The reason for degradation:
Network outage resulted in loss of connectivity between all sensu cluster nodes (prod-poller-sensu-agent(01|02|03).geant.org)
Resulted in complete loss of clustering, causing sensu to unschedule all checks.
The impact of this service degradation was:
No interfaces were polled between approximately 16:00 and 16:50 UTC, resulting in loss of data on the Production BRIAN instance.
No interfaces were polled between approximately 10:20 and 10:35 UTC, resulting in loss of data on the Production BRIAN instance, due to re-boot of the degraded Sensu cluster.

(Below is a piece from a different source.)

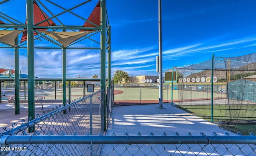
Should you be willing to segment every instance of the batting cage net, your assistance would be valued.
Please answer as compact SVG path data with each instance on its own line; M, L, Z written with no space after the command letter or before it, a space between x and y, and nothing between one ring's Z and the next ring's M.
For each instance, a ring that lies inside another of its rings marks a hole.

Incident severity: Temporary service outage
Data loss:
Total duration of incident: ~18 hours
Timeline
All times are in UTC
Date
Time (UTC)
Description
12:52:37
The first evidence of this incident appeared in the logs of prod-poller-processor.geant.org. remove_spikes_interface_rates is one of several stream functions in the data processing pipeline required for the data displayed in BRIAN.
May 30 12:52:37 prod-poller-processor kapacitord[124994]: ts=2022-05-30T12:52:37.802Z lvl=error msg="failed to write points to InfluxDB" service=kapacitor task_master=main task=remove_spikes_gwsd_rates node=influxdb_out3 err=timeout
May 30 12:52:38 prod-poller-processor kapacitord[124994]: ts=2022-05-30T12:52:38.069Z lvl=error msg="encountered error" service=kapacitor task_master=main task=remove_spikes_interface_rates node=remove_spikes2 err="keepalive timedout, last keepalive received was: 2022-05-30 12:52:28.069298439 +0000 UTC"
31 May 2022
11:56
Keith Slater informed APMs - BRIAN is back to normal operation.